What is striking here is that the author seems unaware (or if is aware suppresses the fact that) Kim Jong Il was not just a dictator, but a dictator of a particular genre, type and tradition. The author correctly and accurately describes the photo of Kim Jon Il ‘looking at wheat’:

In the photograph of Kim Jong Il looking at wheat for instance, the lower vantage point [to disguise his small stature] underlines his position as leader, looking forward, his gaze directed to the future, while everyone else (including the camera and by extension the viewer) is looking at him. The tragic irony in photographs of Kim Jong Il looking at his country’s agriculture is that chronic food shortages have caused millions of deaths in North Korea over the last two decades.

In other words, let them eat photographs! It does not occur to the author that such propaganda is not to persuade the population that the regime is capable of feeding it well, but – by the very contradiction of the image with the reality, to which it must on no account draw attention, to humiliate it utterly and thereby passively accept its own chronic hunger.

It is curious that one whose field of study is ‘visual culture’ should seem to have no knowledge of modern iconography at all: but that is not his fault, rather it is a sad commentary on the state of the humanities in modern universities.

Jong-IlFor it is perfectly obvious that ‘Kim Il Sung looking at wheat’ is not sui generis, that is to say without an iconographical tradition; on the contrary, it is totally derivative. The iconographic tradition of Communist dictators contemplating groaning plenty while the population goes short to the point of famine stretches back to Stalin stylistically and to Lenin conceptually. In how many Communist dictatorships have Dear Leaders surveyed the golden corn while their populations ate rat stew and grass soup? In how many Communist dictatorships have Dear Leaders inspected factories and provided on-the-spot-guidance, taken down in notebooks held by those leaning forward obsequiously to ensure that no word shall escape immortalization? I saw precisely the same iconography in Russia, Albania, Romania and North Korea, effortlessly and indeed unavoidably, and I am not an academic of ‘visual culture.’

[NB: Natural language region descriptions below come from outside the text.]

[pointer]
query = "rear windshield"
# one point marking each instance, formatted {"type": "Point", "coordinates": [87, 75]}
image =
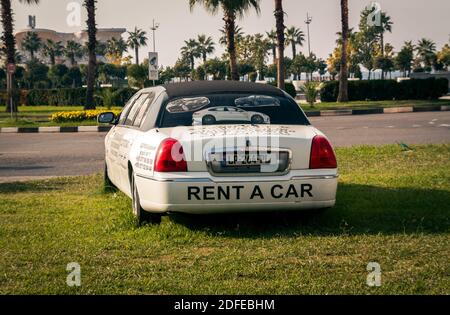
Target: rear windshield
{"type": "Point", "coordinates": [227, 109]}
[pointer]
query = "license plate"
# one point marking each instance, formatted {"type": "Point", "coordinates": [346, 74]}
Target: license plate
{"type": "Point", "coordinates": [244, 158]}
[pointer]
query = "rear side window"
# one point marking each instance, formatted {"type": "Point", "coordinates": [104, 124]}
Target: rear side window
{"type": "Point", "coordinates": [135, 109]}
{"type": "Point", "coordinates": [231, 108]}
{"type": "Point", "coordinates": [126, 109]}
{"type": "Point", "coordinates": [143, 111]}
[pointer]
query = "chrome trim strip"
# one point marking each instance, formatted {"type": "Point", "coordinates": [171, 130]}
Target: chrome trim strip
{"type": "Point", "coordinates": [251, 180]}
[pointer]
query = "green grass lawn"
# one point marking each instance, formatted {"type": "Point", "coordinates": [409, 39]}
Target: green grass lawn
{"type": "Point", "coordinates": [393, 208]}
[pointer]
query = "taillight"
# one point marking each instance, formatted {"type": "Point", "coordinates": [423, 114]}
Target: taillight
{"type": "Point", "coordinates": [170, 157]}
{"type": "Point", "coordinates": [322, 154]}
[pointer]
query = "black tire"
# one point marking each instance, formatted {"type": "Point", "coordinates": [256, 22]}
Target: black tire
{"type": "Point", "coordinates": [108, 185]}
{"type": "Point", "coordinates": [257, 119]}
{"type": "Point", "coordinates": [208, 120]}
{"type": "Point", "coordinates": [141, 215]}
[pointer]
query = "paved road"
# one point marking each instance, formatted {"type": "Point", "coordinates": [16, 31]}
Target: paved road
{"type": "Point", "coordinates": [35, 156]}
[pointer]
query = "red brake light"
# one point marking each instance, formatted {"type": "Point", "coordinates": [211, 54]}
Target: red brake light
{"type": "Point", "coordinates": [170, 157]}
{"type": "Point", "coordinates": [322, 154]}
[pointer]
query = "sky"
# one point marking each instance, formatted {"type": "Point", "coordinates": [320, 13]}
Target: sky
{"type": "Point", "coordinates": [413, 19]}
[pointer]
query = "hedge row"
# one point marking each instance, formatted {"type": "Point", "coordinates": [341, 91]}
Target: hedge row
{"type": "Point", "coordinates": [384, 90]}
{"type": "Point", "coordinates": [66, 97]}
{"type": "Point", "coordinates": [77, 116]}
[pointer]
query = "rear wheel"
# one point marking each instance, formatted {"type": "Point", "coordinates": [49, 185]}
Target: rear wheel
{"type": "Point", "coordinates": [141, 215]}
{"type": "Point", "coordinates": [257, 119]}
{"type": "Point", "coordinates": [108, 185]}
{"type": "Point", "coordinates": [208, 120]}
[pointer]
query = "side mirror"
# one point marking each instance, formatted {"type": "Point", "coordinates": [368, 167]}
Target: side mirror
{"type": "Point", "coordinates": [106, 118]}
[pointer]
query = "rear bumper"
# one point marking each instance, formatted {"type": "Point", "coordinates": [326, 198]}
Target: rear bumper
{"type": "Point", "coordinates": [203, 195]}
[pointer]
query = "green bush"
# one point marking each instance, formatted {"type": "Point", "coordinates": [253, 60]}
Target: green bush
{"type": "Point", "coordinates": [289, 88]}
{"type": "Point", "coordinates": [384, 90]}
{"type": "Point", "coordinates": [72, 97]}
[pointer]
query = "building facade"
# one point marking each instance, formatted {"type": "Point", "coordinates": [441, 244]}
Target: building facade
{"type": "Point", "coordinates": [103, 35]}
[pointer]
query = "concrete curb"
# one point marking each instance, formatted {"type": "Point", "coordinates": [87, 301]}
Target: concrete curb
{"type": "Point", "coordinates": [55, 129]}
{"type": "Point", "coordinates": [327, 113]}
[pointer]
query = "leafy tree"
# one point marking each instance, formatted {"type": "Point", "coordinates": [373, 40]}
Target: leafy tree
{"type": "Point", "coordinates": [190, 51]}
{"type": "Point", "coordinates": [231, 10]}
{"type": "Point", "coordinates": [167, 75]}
{"type": "Point", "coordinates": [137, 75]}
{"type": "Point", "coordinates": [136, 40]}
{"type": "Point", "coordinates": [205, 46]}
{"type": "Point", "coordinates": [403, 60]}
{"type": "Point", "coordinates": [92, 47]}
{"type": "Point", "coordinates": [217, 68]}
{"type": "Point", "coordinates": [73, 77]}
{"type": "Point", "coordinates": [32, 43]}
{"type": "Point", "coordinates": [299, 65]}
{"type": "Point", "coordinates": [52, 49]}
{"type": "Point", "coordinates": [426, 50]}
{"type": "Point", "coordinates": [36, 75]}
{"type": "Point", "coordinates": [182, 68]}
{"type": "Point", "coordinates": [56, 74]}
{"type": "Point", "coordinates": [73, 52]}
{"type": "Point", "coordinates": [238, 35]}
{"type": "Point", "coordinates": [115, 48]}
{"type": "Point", "coordinates": [443, 56]}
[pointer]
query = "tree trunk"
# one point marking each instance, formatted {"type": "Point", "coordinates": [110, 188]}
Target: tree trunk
{"type": "Point", "coordinates": [343, 76]}
{"type": "Point", "coordinates": [9, 43]}
{"type": "Point", "coordinates": [230, 20]}
{"type": "Point", "coordinates": [92, 34]}
{"type": "Point", "coordinates": [279, 18]}
{"type": "Point", "coordinates": [136, 51]}
{"type": "Point", "coordinates": [274, 52]}
{"type": "Point", "coordinates": [382, 52]}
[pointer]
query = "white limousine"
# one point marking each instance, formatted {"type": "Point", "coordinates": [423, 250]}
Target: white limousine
{"type": "Point", "coordinates": [166, 158]}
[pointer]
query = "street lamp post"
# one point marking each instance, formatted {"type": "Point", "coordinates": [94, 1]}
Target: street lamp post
{"type": "Point", "coordinates": [154, 28]}
{"type": "Point", "coordinates": [308, 22]}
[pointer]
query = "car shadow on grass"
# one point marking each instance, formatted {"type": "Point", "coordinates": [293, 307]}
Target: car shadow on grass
{"type": "Point", "coordinates": [33, 186]}
{"type": "Point", "coordinates": [360, 209]}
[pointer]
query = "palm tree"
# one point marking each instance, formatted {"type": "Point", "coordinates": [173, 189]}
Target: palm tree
{"type": "Point", "coordinates": [205, 46]}
{"type": "Point", "coordinates": [426, 50]}
{"type": "Point", "coordinates": [272, 38]}
{"type": "Point", "coordinates": [92, 43]}
{"type": "Point", "coordinates": [32, 43]}
{"type": "Point", "coordinates": [73, 51]}
{"type": "Point", "coordinates": [343, 76]}
{"type": "Point", "coordinates": [52, 49]}
{"type": "Point", "coordinates": [231, 10]}
{"type": "Point", "coordinates": [386, 26]}
{"type": "Point", "coordinates": [136, 40]}
{"type": "Point", "coordinates": [190, 51]}
{"type": "Point", "coordinates": [294, 37]}
{"type": "Point", "coordinates": [8, 39]}
{"type": "Point", "coordinates": [115, 49]}
{"type": "Point", "coordinates": [280, 27]}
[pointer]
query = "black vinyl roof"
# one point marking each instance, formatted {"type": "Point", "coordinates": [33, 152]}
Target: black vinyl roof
{"type": "Point", "coordinates": [197, 88]}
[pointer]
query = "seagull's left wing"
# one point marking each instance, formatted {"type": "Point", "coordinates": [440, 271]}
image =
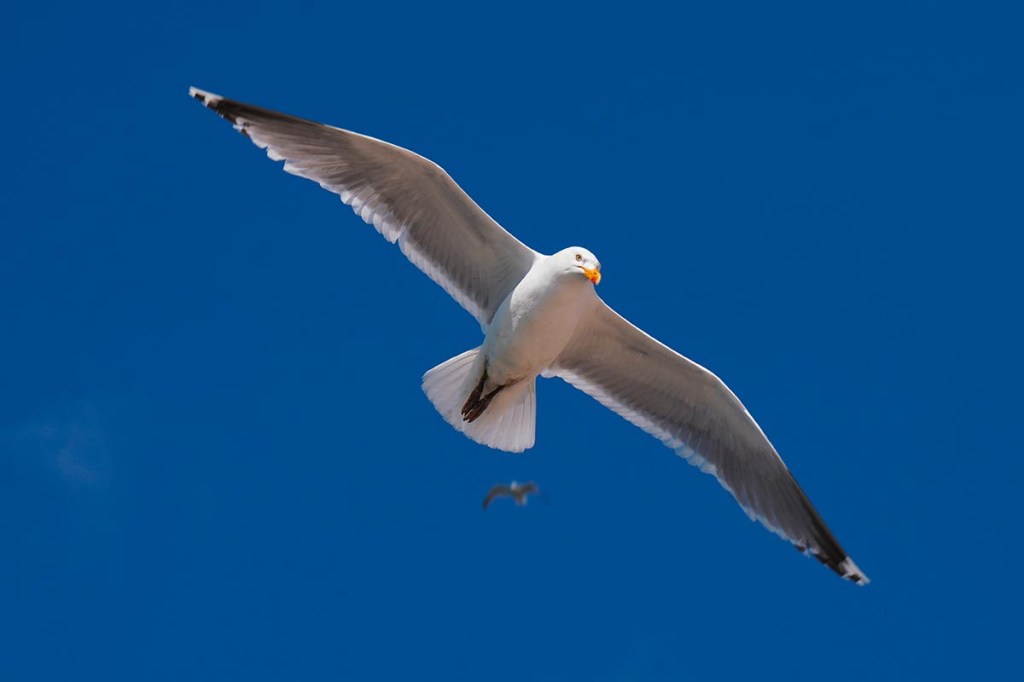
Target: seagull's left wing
{"type": "Point", "coordinates": [409, 199]}
{"type": "Point", "coordinates": [695, 414]}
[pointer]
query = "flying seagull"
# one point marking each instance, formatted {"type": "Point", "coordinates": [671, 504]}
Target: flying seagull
{"type": "Point", "coordinates": [517, 491]}
{"type": "Point", "coordinates": [540, 316]}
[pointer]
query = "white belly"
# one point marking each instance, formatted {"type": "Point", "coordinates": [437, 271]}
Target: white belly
{"type": "Point", "coordinates": [531, 328]}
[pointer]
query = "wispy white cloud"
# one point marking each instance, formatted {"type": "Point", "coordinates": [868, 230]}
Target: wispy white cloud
{"type": "Point", "coordinates": [73, 441]}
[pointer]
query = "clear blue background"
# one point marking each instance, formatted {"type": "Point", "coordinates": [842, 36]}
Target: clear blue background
{"type": "Point", "coordinates": [215, 459]}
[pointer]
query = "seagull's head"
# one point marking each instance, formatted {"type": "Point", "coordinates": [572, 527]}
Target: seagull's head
{"type": "Point", "coordinates": [579, 261]}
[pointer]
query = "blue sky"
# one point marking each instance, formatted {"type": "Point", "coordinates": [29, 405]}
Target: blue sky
{"type": "Point", "coordinates": [215, 458]}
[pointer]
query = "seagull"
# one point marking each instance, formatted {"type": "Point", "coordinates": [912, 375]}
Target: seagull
{"type": "Point", "coordinates": [518, 491]}
{"type": "Point", "coordinates": [540, 315]}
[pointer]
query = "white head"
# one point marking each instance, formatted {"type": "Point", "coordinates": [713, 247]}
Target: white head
{"type": "Point", "coordinates": [580, 262]}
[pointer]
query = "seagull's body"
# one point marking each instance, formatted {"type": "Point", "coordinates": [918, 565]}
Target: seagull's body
{"type": "Point", "coordinates": [541, 316]}
{"type": "Point", "coordinates": [518, 492]}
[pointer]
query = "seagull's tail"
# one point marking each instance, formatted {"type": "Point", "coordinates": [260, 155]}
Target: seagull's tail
{"type": "Point", "coordinates": [508, 423]}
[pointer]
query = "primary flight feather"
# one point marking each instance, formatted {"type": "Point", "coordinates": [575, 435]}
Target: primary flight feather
{"type": "Point", "coordinates": [540, 315]}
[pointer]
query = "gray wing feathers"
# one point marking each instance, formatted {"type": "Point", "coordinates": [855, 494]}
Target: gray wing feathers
{"type": "Point", "coordinates": [407, 198]}
{"type": "Point", "coordinates": [695, 414]}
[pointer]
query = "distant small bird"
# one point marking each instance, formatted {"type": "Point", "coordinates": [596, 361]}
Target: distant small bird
{"type": "Point", "coordinates": [513, 489]}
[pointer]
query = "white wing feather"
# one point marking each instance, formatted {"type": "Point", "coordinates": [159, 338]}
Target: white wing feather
{"type": "Point", "coordinates": [408, 199]}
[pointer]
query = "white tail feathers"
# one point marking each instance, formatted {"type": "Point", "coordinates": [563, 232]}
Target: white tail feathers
{"type": "Point", "coordinates": [508, 423]}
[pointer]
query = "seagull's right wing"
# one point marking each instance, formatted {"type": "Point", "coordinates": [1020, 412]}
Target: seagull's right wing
{"type": "Point", "coordinates": [410, 200]}
{"type": "Point", "coordinates": [694, 413]}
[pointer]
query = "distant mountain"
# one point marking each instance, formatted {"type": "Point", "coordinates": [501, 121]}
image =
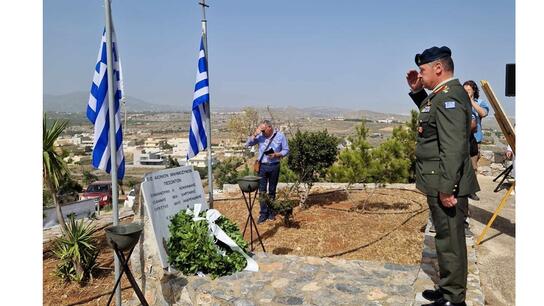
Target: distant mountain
{"type": "Point", "coordinates": [76, 102]}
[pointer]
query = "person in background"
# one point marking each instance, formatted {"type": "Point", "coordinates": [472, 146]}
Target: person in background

Such lack of historical reference is no doubt a consequence of the culture of our time. The surfeit of information to which we are all subjected nowadays does not necessarily conduce to perspective, or even an awareness of a need for perspective. The barrage of information does not so much favor comparison as inhibit or prevent it. And it is hardly surprising that cultural references should change ever more rapidly.

I first became aware of this – I had no doubt been slow on the uptake – when an intelligent, cultivated and well-informed young man looked puzzled when I made reference to Papa Doc and asked me who he was. He had never so much as heard of him. Haiti has never been a center of world power or culture, of course, and yet the figure of François Duvalier once had a real presence in every reasonably well-informed or educated person’s mind, as did his Tontons Macoutes, such that when Graham Greene wrote his novel about Duvalier’s Haiti, The Comedians, he did not have to explain the context at all. Look on my, o ye mighty, and despair.

I was surprised (as I should not have been) that what was so present in my mind was completely absent from the mind of a young man who in most respects shared my interests. The world moves on, however; no one can or should expect that, with the exponential growth of information about the modern world, that the references in his own mind about what was modern in his youth should be shared by those considerably younger than he.

Still, it is shocking that in a book concerned with the iconography of North Korea an essay by an academic should appear that displays such historical amnesia. I felt as I read it that I was looking at the MRI-scan of a brain in which the grossest atrophy had taken place, the ventricles expanding at the expense of white and grey matter. I treasure the book for its pictures, but the essay is a powerful reminder that those who live in the eternal present moment, without any relevant sense of the past, are condemned to superficiality. They cannot even observe the present moment with any acuity.